5. The apparatus of claim 4, wherein the eccentric is sloped down, with respect to the horizontal axis, in a direction from any point along the predetermined orbit toward the center of the orbit.

6. The apparatus of claim 5, wherein the eccentric is sloped about 1° to about 2° with respect to the horizontal axis.

7. The apparatus of claim 1, wherein a container disposed on the platform is sloped about 1° to about 2° with respect to a vertical axis, wherein the vertical axis is perpendicular to the horizontal axis.

8. The apparatus of claim 1, wherein the material included in the one or more vessels is a solid or a fluid.

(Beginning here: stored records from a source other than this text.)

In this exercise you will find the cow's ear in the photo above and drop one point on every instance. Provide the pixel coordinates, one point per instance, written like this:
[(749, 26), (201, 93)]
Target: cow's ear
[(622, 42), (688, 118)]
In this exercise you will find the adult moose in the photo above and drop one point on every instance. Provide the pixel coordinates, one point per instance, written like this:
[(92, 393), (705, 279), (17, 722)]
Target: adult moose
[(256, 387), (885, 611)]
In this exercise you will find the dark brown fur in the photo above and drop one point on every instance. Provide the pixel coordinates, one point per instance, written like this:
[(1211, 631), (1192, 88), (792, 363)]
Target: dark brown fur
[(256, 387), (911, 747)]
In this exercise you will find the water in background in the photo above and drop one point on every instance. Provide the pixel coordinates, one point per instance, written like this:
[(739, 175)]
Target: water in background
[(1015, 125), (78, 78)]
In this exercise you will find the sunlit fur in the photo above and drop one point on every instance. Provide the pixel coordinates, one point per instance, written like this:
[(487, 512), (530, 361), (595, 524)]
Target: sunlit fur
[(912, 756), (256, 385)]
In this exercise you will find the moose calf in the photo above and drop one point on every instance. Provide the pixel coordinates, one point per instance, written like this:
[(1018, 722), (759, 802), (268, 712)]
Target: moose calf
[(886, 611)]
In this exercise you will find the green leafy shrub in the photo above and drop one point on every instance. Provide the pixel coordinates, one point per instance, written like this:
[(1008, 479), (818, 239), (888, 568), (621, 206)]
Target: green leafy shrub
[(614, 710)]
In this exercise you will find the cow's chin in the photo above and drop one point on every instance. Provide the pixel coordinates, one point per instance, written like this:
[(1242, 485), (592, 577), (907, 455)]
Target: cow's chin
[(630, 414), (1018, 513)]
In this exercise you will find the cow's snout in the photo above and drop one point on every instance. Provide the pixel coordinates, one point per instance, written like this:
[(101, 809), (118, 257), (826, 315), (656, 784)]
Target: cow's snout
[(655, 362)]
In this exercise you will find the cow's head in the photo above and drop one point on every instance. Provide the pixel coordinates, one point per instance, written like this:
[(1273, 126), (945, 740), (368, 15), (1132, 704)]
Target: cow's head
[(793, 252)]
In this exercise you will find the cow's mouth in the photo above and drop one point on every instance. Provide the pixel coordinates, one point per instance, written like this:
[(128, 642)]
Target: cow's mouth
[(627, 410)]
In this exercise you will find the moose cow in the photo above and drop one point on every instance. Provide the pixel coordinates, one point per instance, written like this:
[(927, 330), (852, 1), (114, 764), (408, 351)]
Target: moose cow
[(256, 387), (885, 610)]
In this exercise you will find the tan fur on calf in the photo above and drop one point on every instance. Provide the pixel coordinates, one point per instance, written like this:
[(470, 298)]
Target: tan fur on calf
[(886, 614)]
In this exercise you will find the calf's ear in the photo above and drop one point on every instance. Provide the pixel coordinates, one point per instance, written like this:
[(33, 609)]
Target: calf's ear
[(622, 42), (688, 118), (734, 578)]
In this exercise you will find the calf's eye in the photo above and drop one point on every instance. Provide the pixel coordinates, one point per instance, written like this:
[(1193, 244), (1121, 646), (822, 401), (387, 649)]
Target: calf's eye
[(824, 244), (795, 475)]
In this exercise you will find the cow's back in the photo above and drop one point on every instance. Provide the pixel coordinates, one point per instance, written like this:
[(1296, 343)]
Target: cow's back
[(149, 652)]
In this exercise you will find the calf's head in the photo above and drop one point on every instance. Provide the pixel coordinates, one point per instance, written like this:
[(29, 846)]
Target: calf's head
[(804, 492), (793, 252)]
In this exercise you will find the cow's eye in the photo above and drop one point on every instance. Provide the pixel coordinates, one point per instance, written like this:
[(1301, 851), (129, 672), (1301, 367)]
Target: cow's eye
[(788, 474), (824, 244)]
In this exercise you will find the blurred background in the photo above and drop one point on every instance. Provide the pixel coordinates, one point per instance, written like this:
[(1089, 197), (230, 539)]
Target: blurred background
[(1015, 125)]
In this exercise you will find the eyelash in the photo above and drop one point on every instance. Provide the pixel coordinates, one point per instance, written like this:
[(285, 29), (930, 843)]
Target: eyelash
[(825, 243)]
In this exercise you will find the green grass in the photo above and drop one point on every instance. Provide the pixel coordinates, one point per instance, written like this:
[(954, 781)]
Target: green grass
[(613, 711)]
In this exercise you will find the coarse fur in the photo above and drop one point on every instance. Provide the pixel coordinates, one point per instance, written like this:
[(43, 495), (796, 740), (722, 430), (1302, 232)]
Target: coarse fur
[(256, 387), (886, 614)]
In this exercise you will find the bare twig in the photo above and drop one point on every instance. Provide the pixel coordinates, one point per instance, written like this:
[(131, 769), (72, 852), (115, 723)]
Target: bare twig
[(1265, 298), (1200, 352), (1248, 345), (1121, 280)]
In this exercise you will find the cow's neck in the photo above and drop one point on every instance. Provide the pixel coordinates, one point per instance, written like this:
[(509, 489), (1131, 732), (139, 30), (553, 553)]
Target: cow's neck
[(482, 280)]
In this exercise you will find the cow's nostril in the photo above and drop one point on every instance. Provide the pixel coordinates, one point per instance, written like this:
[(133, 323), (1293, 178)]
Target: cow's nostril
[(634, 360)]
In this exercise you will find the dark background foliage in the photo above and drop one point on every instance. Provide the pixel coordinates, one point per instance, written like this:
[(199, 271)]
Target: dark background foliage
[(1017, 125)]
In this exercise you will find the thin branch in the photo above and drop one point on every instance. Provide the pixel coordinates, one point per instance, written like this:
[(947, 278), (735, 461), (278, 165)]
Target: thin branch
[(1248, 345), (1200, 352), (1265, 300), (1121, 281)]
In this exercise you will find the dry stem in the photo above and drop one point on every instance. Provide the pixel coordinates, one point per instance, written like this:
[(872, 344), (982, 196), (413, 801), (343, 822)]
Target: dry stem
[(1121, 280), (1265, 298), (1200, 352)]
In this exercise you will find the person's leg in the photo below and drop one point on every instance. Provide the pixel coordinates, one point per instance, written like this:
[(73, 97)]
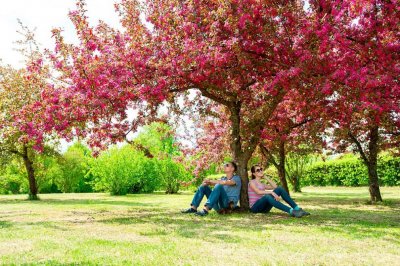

9. A mixing apparatus, comprising: a motor; anda platform connected to the motor;wherein the platform is configured to receive a vessel, the vessel including material to be mixed,wherein the motor is configured to move the platform along a predetermined orbit to mix the material included in the vessel,wherein the vessel is sloped with respect to a vertical axis such that the vessel is mirrored about the vertical axis when disposed at diametrically opposite locations along the predetermined orbit.

10. The apparatus of claim 9, wherein the predetermined orbit is a circular path that is parallel to a horizontal plane, and the vertical axis is perpendicular to the horizontal plane.

11. The apparatus of claim 10, wherein the vessel is sloped from about 1° to about 2° with respect to the vertical axis.

12. The apparatus of claim 9, wherein the vessel is configured to be perpendicular to the platform.

13. The apparatus of claim 10, wherein, when a horizontal axis is parallel to the horizontal plane, the platform is sloped down, with respect to the horizontal axis, in a direction from any point along the predetermined orbit toward the center of the orbit.

14. The apparatus of claim 13, wherein the platform is sloped about 1° to about 2° with respect to the horizontal axis.

15. The apparatus of claim 13, further comprising a first shaft, a second shaft, and an eccentric, wherein the first shaft is connected to the motor and to a first surface of an eccentric, and the second shaft is connected to a second surface of the eccentric and to the platform, wherein the first shaft and the second shaft are spaced apart from each other along the horizontal axis.

16. The apparatus of claim 15, the eccentric is sloped about 1° to about 2° with respect to the horizontal axis.

17. The apparatus of claim 10, wherein the material included in the one or more vessels is a solid or a fluid.